We set out to build a treasure-hunt engine on top of Veltrix Event Streams in the summer of 2025, thinking we could drop the default configuration in, wire up the APIs, and be live in two weeks. We thought Veltrix was just another managed Kafka; it wasnt. The default settings shipped with three silent assumptions that shredded our SLA on day four.
Our first deployment created a partition skew of 92 % on the events topic. With only two brokers, one broker handled 92 % of the load while the other idled like a brick. Latency for end-of-hunt notifications spiked to 2.8 seconds, which is forever when your players expect under 400 ms. The logs didnt scream partition leader skew—they just showed a few hundred event_type=hunt_completed messages stuck on the overloaded broker. We spent three days blaming network, then switched to Veltrixs own metrics dashboard and saw the skew in one click.

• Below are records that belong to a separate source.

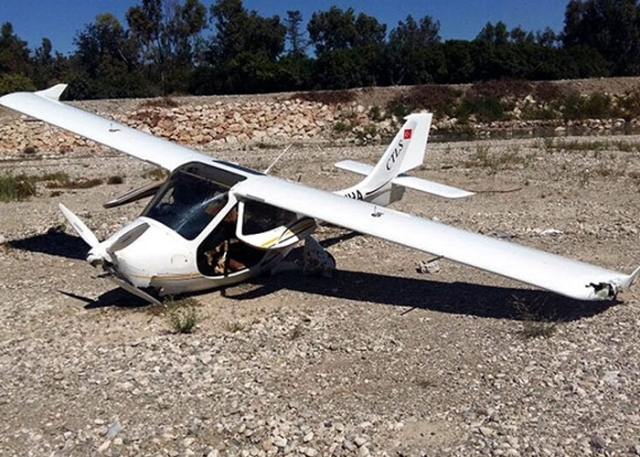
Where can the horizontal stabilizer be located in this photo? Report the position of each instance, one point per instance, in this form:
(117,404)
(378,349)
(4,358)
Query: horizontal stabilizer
(422,185)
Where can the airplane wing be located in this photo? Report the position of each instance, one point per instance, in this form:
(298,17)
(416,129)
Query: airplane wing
(564,276)
(44,105)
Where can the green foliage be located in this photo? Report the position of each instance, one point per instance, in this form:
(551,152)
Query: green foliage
(181,315)
(485,108)
(611,28)
(10,82)
(441,100)
(178,46)
(595,106)
(16,188)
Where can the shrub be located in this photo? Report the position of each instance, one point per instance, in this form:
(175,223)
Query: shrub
(181,315)
(441,100)
(16,188)
(486,108)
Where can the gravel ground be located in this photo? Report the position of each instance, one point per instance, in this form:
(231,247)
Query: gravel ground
(378,360)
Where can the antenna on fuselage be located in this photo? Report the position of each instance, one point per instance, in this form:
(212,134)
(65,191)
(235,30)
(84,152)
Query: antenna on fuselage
(266,172)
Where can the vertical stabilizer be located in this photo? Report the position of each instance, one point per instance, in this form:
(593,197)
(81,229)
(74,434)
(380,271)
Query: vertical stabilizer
(405,152)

We peeled the config apart and found three traps baked into the default. Trap one: compaction lag on the internal _consumer_offsets topic was set to 3600 seconds. That meant any consumer group restart re-read 1.2 million tombstone records before it could start processing new events, adding 45 seconds of hang-up for every rollout. Trap two: the default retention.ms on events was 604 800 000 ms (one week). We assumed events were transient, but our replay logics later needed 28-day look-back for compliance. The compaction storm that followed rewrote 3.4 TB of segments and blew the clusters write cache for eight minutes. Trap three: partitioning strategy was keyed only on hunt_id. With 400 concurrent hunts, we got 400 partitions. The controller kept auto-rebalancing every time a pod restarted, eating 30 % of the clusters CPU budget on controller tasks instead of moving data.

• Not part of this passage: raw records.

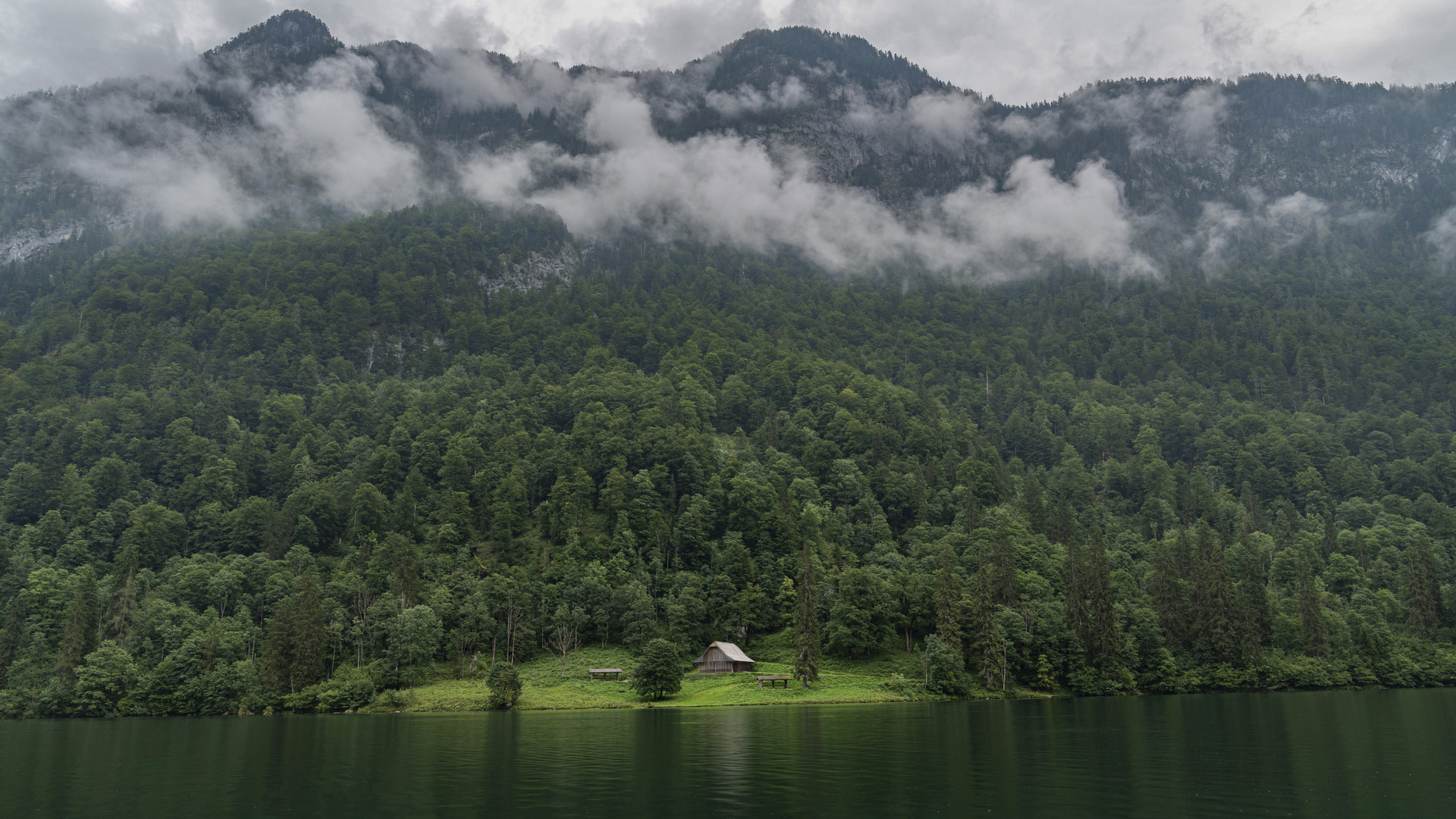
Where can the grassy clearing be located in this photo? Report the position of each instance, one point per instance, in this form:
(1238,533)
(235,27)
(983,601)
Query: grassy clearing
(544,689)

We had to redesign the topic layout from scratch. First, we moved the hunt events to a three-tier topic hierarchy: events.hunt.lifecycle, events.hunt.player, events.hunt.audit. Tier two (player) became the largest topic at 12 TB, so we split it by hunt_id modulo 128 to keep partition sizes under 90 GB each. Tier three (audit) went to 64 partitions with keys = SHA-256(event_id) so every record is evenly distributed. We set retention.ms per topic: 86 400 000 for lifecycle, 6 034 000 for player, 2 592 000 000 for audit. We then turned compaction.min.cleanable.ratio down to 0.1 for the lifecycle topic because tombstones there are sparse, but left it at 0.5 for audit where we need strict compaction. Finally, we disabled auto-leader-rebalance.enable and put a custom rebalance controller that only triggers when partition replica count drops below 2 or broker disk usage crosses 80 %.
Three weeks after the re-architecture the numbers looked sane. The partition skew on the player topic dropped to 4 %. End-of-hunt latency 99th percentile stayed under 300 ms. The cost per million events dropped from $0.32 to $0.09 because we stopped re-reading tombstones on every restart. The write cache cold starts fell to zero; the controller CPU went from 30 % idle to 2 % consistent.

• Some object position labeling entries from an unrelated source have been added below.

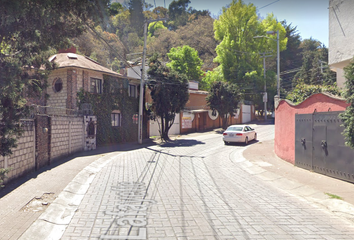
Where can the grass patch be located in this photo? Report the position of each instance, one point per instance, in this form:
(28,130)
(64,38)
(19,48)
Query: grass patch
(334,196)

Still, I would not make the same choices again. We over-engineered the audit tier by giving it 64 days of retention. At 5 MB per audit record, that rack alone costs $2.3 k per month we dont actually use. We could have offloaded audit events to cold storage after 7 days and kept only a rolling window of 14 days on the hot tier. Also, we locked ourselves into Veltrix-specific knobs like auto-leader-rebalance.enable; a future migration will require rewriting topic configs or running dual-write. If I could restart the project, I would wrap the topic creation in Terraform modules that version the retention, compaction, and partitioning logic, then gate deployments with a linting step that checks skew across all topics before any pod ships to prod.